Ce dispositif n’est pas nouveau. Depuis la Grande Dépression des années 1930, les États-Unis sont dotés d’un Buy American Act, faisant des marchés publics un outil stratégique. Les conséquences de l’IRA ont été immédiates. Tesla, Audi et Volkswagen ont réduit leurs investissements en Europe pour les accélérer outre-Atlantique. Selon l’institut Transport & Environment, deux tiers des projets de gigafactories européennes de batteries sont menacés, dont celui de Verkor à Dunkerque (Nord).

Alors que l’Union européenne doit faire face à l’épidémie de Covid-19, la guerre en Ukraine et le chaos climatique, il est temps de se demander si l’industrie européenne va disparaître à cause du dogmatisme de nos dirigeants. Il est désormais primordial de revoir notre politique industrielle pour sortir de cette impasse et protéger notre économie, notre environnement et notre démocratie. L’Europe doit se doter d’une stratégie commerciale plus ambitieuse et cohérente, d’un mécanisme de défense commerciale plus efficace, de normes de production plus strictes et d’une meilleure coordination de la recherche et de l’innovation entre les États membres.

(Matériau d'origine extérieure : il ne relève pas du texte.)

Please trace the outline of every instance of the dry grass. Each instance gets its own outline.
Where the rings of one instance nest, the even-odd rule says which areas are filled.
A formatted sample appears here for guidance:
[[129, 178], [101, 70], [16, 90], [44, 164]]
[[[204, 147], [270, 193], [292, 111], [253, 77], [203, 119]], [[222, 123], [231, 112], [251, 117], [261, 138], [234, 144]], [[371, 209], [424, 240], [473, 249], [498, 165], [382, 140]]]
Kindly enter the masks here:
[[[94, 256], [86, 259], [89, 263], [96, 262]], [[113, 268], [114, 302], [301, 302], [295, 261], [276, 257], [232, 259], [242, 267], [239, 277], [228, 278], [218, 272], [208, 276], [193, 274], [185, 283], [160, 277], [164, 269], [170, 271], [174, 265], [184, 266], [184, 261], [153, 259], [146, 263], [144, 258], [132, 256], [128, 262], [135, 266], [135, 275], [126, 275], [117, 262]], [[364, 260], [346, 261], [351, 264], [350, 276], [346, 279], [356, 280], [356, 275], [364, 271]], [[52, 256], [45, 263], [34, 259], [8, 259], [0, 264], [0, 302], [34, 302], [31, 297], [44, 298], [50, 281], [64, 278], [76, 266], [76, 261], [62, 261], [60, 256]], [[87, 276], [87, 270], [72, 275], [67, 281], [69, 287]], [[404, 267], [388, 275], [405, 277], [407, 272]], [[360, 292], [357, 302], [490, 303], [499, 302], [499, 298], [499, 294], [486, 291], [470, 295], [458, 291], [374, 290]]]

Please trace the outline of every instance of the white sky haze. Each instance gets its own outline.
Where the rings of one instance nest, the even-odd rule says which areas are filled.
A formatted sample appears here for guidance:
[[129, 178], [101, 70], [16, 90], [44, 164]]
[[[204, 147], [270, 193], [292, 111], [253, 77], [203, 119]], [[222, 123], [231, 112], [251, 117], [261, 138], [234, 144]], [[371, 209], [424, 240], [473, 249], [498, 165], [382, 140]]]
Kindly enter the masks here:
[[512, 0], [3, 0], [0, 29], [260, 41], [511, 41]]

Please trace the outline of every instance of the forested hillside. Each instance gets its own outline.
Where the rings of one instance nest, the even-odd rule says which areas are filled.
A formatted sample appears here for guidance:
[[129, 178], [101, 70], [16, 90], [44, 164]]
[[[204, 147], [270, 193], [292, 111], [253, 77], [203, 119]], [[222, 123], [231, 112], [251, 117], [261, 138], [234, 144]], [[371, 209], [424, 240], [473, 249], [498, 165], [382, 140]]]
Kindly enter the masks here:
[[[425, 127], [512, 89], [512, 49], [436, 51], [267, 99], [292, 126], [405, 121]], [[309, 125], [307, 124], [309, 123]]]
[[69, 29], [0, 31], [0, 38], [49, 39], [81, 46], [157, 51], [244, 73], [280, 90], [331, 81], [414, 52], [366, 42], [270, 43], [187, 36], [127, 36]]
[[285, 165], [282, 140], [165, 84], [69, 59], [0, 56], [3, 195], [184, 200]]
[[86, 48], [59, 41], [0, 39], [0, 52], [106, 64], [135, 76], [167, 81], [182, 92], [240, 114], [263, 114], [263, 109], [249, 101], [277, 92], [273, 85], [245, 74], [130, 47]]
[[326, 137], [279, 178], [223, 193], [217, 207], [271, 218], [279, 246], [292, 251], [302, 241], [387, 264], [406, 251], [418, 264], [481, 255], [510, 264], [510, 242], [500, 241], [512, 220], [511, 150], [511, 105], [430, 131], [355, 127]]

En définitive, il est temps de prendre conscience que notre industrie est le socle de notre économie, de notre indépendance, de nos protections sociales et de notre démocratie. Il est temps que nos dirigeants se mettent à l’écoute du peuple et adoptent une politique industrielle fondée sur la coopération, la solidarité et la durabilité. Nous ne pouvons plus nous permettre de continuer à ignorer les enjeux qui nous concernent tous.